Artrose is in Nederland de snelst groeiende chronische aandoening, waarbij de knie het meest vaak is aangedaan. Mensen met knieartrose ervaren forse beperkingen in het dagelijks functioneren. Mensen met knieartrose ervaren soms pijn en stijfheid in het kniegewricht als gevolg van herhaalde lokale overbelasting van de aangedane regio in de knie. De geadviseerde fysiotherapeutische behandeling voor knieartrose bestaat uit informeren, leefstijladviezen en oefentherapie, waarin het aanleren van een minder belastend looppatroon een rol speelt. Binnen de behandeling zijn therapietrouw en zelfmanagement, zoals bij elke chronische aandoening, zeer belangrijk en wordt veelal gevraagd dat men in de thuisomgeving oefentherapie uitvoert. Uit diverse studies blijkt dat therapietrouw veelal laag is bij deze groep. Dat beïnvloedt de behandeluitkomsten negatief, gezien de effectiviteit van fysiotherapeutische zorg is voor een groot deel afhankelijk van de mate van therapietrouw. Om de behandeluitkomsten te verbeteren is het belangrijk om therapietrouw en zelfmanagement te vergroten en patiënten thuis aan de slag gaan met beweegadviezen. Daarbij kan real-time feedback op het looppatroon, in de relevante context, in het dagelijks leven, patiënten helpen om hun looppatroon aan te passen.
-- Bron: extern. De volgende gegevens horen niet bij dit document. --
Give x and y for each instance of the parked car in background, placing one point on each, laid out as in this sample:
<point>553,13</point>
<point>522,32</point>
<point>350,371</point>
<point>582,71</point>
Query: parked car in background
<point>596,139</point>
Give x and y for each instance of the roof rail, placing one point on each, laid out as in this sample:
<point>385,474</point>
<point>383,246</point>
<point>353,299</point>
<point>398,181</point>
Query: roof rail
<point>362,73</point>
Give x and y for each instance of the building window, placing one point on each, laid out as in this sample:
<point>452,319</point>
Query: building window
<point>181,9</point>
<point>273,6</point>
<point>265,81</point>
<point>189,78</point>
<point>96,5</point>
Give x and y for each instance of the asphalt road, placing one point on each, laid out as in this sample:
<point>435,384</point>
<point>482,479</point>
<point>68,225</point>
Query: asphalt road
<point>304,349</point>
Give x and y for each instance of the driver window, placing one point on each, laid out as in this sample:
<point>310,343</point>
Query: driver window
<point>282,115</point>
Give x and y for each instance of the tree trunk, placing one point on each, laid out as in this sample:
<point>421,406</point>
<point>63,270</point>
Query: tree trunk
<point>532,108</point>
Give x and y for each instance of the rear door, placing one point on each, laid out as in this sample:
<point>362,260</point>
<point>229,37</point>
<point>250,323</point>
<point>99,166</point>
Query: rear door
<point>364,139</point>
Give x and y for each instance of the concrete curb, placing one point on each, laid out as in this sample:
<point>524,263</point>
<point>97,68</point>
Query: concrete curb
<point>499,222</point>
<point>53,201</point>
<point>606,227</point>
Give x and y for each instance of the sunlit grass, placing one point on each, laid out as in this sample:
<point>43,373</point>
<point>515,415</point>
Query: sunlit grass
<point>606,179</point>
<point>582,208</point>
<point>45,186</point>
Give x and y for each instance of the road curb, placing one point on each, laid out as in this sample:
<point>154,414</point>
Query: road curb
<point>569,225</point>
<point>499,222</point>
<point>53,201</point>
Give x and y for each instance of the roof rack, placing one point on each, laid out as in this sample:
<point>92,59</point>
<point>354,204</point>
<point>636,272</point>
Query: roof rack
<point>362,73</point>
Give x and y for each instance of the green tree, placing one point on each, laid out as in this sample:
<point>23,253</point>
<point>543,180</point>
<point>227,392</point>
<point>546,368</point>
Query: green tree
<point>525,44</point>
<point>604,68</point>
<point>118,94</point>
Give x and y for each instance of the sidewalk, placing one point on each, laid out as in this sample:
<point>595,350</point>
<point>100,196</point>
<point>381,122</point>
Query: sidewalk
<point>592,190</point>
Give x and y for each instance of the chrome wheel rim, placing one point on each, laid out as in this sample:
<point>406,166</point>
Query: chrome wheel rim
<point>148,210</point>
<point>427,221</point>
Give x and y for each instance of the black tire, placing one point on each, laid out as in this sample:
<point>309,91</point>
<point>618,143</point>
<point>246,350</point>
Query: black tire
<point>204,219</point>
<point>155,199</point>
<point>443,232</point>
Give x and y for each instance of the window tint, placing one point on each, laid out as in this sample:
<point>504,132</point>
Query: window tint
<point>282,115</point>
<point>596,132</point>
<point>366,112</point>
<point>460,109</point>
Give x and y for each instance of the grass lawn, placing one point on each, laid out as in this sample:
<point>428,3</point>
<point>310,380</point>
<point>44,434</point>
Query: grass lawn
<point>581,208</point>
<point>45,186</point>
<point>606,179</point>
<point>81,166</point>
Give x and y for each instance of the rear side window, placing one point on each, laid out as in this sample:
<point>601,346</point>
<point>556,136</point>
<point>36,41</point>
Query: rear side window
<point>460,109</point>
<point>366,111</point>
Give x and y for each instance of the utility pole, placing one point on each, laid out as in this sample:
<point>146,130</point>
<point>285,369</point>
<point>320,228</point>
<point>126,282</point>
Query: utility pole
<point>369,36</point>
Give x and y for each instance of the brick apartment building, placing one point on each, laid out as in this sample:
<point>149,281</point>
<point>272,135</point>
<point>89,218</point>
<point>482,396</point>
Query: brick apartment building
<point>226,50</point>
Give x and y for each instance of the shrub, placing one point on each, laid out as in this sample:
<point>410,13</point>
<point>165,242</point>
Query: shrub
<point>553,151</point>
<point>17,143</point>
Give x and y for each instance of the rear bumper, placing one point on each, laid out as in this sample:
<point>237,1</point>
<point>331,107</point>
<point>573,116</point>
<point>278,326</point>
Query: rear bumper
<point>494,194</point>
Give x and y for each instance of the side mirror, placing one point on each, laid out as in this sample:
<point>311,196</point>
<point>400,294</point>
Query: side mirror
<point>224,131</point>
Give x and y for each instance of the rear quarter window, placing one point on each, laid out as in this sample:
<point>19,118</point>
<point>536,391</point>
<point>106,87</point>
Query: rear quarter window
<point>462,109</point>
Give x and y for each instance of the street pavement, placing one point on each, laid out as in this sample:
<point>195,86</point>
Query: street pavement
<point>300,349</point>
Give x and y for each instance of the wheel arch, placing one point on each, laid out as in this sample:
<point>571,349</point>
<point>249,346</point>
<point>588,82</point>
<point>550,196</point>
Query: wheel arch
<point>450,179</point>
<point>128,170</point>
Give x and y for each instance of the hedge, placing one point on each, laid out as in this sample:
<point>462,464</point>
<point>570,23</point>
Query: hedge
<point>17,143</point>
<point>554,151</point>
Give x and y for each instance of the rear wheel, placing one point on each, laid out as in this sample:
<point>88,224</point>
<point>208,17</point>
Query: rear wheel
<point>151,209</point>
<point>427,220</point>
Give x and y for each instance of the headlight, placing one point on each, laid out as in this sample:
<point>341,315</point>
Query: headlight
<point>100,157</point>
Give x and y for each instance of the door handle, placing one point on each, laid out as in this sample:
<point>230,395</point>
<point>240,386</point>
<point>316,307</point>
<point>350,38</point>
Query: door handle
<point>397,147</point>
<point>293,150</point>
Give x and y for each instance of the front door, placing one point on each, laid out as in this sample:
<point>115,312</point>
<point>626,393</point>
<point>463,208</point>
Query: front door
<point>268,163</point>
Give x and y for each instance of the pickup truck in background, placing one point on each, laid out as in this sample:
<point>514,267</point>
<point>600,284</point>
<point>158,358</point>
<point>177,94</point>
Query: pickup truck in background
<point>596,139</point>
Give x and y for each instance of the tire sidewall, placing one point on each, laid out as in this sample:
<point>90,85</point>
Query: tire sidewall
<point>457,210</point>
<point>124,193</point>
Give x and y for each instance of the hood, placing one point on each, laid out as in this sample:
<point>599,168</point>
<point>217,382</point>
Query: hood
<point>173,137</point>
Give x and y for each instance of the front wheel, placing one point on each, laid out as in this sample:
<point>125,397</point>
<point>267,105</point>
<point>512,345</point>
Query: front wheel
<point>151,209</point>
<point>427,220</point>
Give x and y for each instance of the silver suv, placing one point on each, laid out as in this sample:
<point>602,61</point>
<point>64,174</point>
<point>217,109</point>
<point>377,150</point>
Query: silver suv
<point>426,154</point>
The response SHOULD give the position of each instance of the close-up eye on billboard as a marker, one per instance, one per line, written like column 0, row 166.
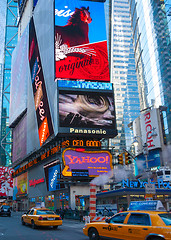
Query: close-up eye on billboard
column 88, row 162
column 45, row 128
column 87, row 113
column 80, row 41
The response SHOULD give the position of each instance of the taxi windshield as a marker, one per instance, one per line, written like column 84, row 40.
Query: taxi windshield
column 166, row 217
column 43, row 212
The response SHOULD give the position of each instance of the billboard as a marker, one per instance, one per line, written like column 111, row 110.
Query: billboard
column 19, row 140
column 80, row 41
column 95, row 162
column 53, row 176
column 87, row 113
column 44, row 121
column 6, row 182
column 19, row 78
column 148, row 121
column 20, row 186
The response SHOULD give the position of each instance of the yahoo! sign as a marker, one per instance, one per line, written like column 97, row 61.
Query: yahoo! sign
column 96, row 162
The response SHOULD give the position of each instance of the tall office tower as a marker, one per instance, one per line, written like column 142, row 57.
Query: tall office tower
column 123, row 75
column 151, row 25
column 10, row 43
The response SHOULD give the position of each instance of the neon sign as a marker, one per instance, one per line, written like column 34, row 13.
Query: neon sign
column 35, row 182
column 141, row 184
column 96, row 162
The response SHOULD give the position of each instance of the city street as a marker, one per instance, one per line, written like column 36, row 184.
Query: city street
column 11, row 228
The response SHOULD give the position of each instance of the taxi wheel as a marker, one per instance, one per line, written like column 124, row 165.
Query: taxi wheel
column 93, row 234
column 55, row 227
column 22, row 221
column 156, row 238
column 33, row 224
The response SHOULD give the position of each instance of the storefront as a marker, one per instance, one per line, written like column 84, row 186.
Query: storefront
column 123, row 196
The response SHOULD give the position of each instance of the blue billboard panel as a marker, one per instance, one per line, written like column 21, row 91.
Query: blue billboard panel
column 54, row 175
column 85, row 85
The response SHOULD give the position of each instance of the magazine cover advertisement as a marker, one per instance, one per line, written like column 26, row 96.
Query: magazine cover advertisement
column 81, row 41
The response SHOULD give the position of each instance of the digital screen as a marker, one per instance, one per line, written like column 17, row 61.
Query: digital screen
column 45, row 128
column 93, row 112
column 85, row 85
column 81, row 41
column 54, row 175
column 19, row 140
column 6, row 182
column 20, row 186
column 80, row 173
column 77, row 163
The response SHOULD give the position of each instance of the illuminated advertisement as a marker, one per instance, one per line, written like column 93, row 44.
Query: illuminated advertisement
column 85, row 85
column 81, row 41
column 6, row 182
column 97, row 163
column 20, row 186
column 87, row 113
column 45, row 128
column 19, row 78
column 54, row 175
column 19, row 140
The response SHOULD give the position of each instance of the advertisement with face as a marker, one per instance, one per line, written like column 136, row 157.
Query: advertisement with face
column 80, row 41
column 19, row 140
column 45, row 128
column 19, row 78
column 6, row 182
column 96, row 163
column 54, row 175
column 20, row 186
column 87, row 113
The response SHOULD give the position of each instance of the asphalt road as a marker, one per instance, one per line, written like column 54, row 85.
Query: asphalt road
column 12, row 229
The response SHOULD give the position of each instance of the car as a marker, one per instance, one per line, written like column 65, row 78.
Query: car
column 41, row 217
column 5, row 210
column 132, row 225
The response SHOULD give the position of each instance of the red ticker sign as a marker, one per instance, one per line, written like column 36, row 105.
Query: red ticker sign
column 35, row 182
column 96, row 162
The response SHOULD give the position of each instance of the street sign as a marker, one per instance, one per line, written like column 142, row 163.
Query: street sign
column 150, row 188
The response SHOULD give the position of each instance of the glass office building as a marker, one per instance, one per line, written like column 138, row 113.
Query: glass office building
column 151, row 25
column 123, row 75
column 10, row 41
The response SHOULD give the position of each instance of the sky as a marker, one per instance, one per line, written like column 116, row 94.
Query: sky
column 2, row 27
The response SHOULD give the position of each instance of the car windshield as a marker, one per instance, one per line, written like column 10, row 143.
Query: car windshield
column 5, row 207
column 43, row 212
column 166, row 217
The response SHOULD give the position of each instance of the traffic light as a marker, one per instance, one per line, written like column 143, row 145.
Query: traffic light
column 120, row 159
column 127, row 158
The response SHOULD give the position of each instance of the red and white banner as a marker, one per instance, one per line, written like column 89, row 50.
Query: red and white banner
column 6, row 182
column 148, row 121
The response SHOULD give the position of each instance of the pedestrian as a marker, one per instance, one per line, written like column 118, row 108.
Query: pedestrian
column 81, row 213
column 105, row 212
column 121, row 209
column 110, row 213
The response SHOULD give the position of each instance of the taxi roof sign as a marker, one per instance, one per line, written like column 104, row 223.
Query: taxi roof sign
column 153, row 205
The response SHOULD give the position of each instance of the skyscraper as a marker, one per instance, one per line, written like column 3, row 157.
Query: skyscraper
column 10, row 43
column 123, row 74
column 151, row 25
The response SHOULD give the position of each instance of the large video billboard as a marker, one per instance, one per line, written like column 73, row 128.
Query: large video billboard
column 93, row 163
column 6, row 182
column 19, row 78
column 20, row 186
column 19, row 149
column 45, row 128
column 81, row 41
column 86, row 113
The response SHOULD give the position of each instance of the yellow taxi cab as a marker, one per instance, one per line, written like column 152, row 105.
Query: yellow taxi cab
column 132, row 225
column 41, row 217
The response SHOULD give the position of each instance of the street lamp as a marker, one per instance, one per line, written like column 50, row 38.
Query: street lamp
column 145, row 145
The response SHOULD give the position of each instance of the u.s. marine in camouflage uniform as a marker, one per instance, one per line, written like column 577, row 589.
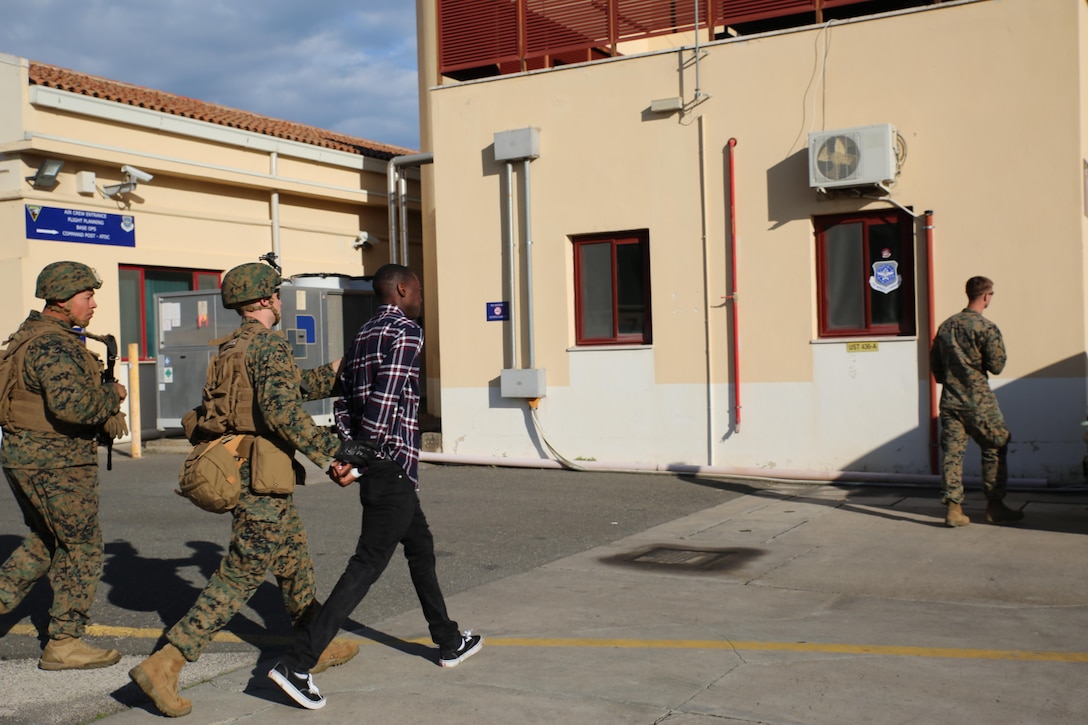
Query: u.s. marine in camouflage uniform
column 267, row 533
column 966, row 351
column 54, row 404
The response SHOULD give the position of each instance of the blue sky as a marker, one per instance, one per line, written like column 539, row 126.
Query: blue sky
column 347, row 65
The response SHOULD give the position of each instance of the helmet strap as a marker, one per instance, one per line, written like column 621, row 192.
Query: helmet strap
column 60, row 309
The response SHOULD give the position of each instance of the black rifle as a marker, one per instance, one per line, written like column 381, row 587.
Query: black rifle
column 108, row 377
column 359, row 454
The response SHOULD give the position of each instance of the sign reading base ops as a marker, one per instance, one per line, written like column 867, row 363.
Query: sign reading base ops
column 58, row 224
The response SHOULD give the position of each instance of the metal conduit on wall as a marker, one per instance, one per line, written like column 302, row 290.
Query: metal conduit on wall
column 398, row 203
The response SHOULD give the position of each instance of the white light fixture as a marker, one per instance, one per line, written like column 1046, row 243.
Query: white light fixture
column 46, row 176
column 366, row 241
column 666, row 105
column 133, row 176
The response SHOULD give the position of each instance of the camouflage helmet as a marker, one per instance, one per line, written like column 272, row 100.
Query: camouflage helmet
column 248, row 282
column 62, row 280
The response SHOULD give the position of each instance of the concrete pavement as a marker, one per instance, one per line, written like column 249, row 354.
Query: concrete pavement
column 801, row 604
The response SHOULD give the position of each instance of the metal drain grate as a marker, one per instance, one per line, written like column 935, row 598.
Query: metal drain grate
column 678, row 556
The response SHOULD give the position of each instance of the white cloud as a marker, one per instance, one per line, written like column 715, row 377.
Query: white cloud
column 347, row 65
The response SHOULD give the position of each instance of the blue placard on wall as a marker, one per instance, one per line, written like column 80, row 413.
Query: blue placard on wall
column 79, row 225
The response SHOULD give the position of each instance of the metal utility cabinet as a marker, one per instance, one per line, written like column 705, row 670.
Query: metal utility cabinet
column 320, row 316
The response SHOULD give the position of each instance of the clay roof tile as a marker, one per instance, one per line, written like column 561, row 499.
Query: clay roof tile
column 52, row 76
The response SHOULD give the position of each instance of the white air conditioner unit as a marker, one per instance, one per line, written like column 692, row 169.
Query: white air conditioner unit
column 861, row 156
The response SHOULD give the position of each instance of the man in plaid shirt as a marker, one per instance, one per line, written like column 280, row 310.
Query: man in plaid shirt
column 380, row 377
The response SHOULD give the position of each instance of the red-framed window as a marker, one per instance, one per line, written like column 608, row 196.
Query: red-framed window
column 865, row 273
column 137, row 289
column 612, row 289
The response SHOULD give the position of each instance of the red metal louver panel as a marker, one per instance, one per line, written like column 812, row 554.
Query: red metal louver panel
column 554, row 26
column 477, row 33
column 728, row 12
column 642, row 19
column 507, row 36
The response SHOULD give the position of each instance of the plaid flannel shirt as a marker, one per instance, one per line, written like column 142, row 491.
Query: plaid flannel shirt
column 380, row 377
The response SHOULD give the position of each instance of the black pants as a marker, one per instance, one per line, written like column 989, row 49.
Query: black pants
column 391, row 515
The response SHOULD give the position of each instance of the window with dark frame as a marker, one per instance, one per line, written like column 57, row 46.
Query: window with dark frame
column 137, row 289
column 612, row 289
column 865, row 274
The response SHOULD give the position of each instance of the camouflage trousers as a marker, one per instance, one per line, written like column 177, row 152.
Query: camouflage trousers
column 267, row 536
column 60, row 506
column 987, row 428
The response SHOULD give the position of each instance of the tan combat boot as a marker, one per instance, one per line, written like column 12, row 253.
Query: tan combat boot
column 158, row 677
column 337, row 652
column 955, row 516
column 73, row 653
column 997, row 512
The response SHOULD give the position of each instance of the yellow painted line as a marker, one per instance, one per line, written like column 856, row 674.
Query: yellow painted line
column 818, row 648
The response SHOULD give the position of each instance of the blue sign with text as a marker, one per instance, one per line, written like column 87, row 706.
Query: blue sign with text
column 58, row 224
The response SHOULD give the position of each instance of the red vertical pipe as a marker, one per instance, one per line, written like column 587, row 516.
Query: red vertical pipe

Daarmee zou behandeling van artrose-gerelateerde klachten in potentie effectiever en efficiënter ingericht kunnen worden. Binnen dit KIEM voorstel verkennen we als eerste welke gebruikerseisen en -wensen er bestaan ten aanzien van real-time feedback op het looppatroon, en onderzoeken we of het haalbaar is om met behulp van het dragen van een sensor om gunstige, en ongunstige looppatronen van elkaar te onderscheiden.